After we decided which chairs and tables would be most comfortable for everybody and who would sit with whom, I asked them what they thought they were coming to school for.
“’cause we have to,” Jimmy answered. That brought a laugh.
“All right, that’s one reason. How many want to?”
Everyone’s hand went up.
“Wonderful. Why?”
The hands went up again. I called on Jimmy’s brother Willard. “There’s nothin’ else to do,” he said with typical six-year-old honesty.
“Another reason. Next.”
“To learn readin’, writin’ and ’rithmetic,” Eleanor
Vaughn said. She and her twin looked exactly like their father, the same big teeth and stern frown.
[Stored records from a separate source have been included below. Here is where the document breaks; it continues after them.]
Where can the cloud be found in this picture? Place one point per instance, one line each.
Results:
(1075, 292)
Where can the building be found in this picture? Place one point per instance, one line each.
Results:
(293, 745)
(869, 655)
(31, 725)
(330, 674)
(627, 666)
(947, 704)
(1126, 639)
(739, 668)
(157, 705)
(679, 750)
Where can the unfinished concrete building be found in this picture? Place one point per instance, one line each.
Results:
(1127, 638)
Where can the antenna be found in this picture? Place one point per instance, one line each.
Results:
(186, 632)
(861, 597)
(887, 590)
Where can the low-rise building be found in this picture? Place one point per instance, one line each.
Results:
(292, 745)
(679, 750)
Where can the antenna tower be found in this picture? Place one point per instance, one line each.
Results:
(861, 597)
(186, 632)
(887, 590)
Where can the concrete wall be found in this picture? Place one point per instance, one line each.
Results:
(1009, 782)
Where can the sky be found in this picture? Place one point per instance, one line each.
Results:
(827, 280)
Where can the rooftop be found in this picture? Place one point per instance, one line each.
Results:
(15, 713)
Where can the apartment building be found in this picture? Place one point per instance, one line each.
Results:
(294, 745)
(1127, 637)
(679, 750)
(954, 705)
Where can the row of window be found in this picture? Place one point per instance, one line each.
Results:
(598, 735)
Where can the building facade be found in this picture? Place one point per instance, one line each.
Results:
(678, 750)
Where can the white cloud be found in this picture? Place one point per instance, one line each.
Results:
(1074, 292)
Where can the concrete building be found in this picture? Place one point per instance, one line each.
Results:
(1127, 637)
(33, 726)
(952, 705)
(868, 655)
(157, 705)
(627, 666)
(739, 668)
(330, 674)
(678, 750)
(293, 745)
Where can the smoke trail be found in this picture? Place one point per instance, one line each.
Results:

“Fine,” I said. “What else?”
Silence.
“Nothing else? Anybody here know how to play the harmonica?”
“I do,” Robert answered.
“Anybody want to learn?”
“Me,” Jimmy said.
“All right, you’ll learn.”
“Here in school?”
“Certainly. That’s what school’s for—to learn what you want to learn.”
“I’d like to learn sewing,” Elvira Vaughn said.
“Me too,” I said. “I’m terrible. Any good sewers here?”
Isabelle Purdy raised her hand.
“Think you can show Elvira how?”
“Sure,” she said.
“That takes care of sewing. Anything else anybody wants to learn, they can learn it—as long as they keep up with their work. Maybe we can even learn a little bit about each other, like where we’re all from.”
The Purdys had come from Canada, we found out, the Carews from Pennsylvania. It gave me a chance to use one of the few teaching aids I had—a big map of the U.S. and Canada. It was my pride and joy and I wasn’t about to pass the chance up.
“Where are you from, Teacher?” Elvira Vaughn asked me. Like her two sisters, her first name began with an E, but there the resemblance ended. She was slender and demure, not as sure about everything as they were, and more curious.
“I was brought up in Colorado.”
“Where’s that?”
“Who can show us on the map?”
Isabelle Purdy raised her hand, went to it and pointed to Colorado.
“Where would you say that is?” I asked her.
“Ma’am?”
“What part of the United States—North? South? West?”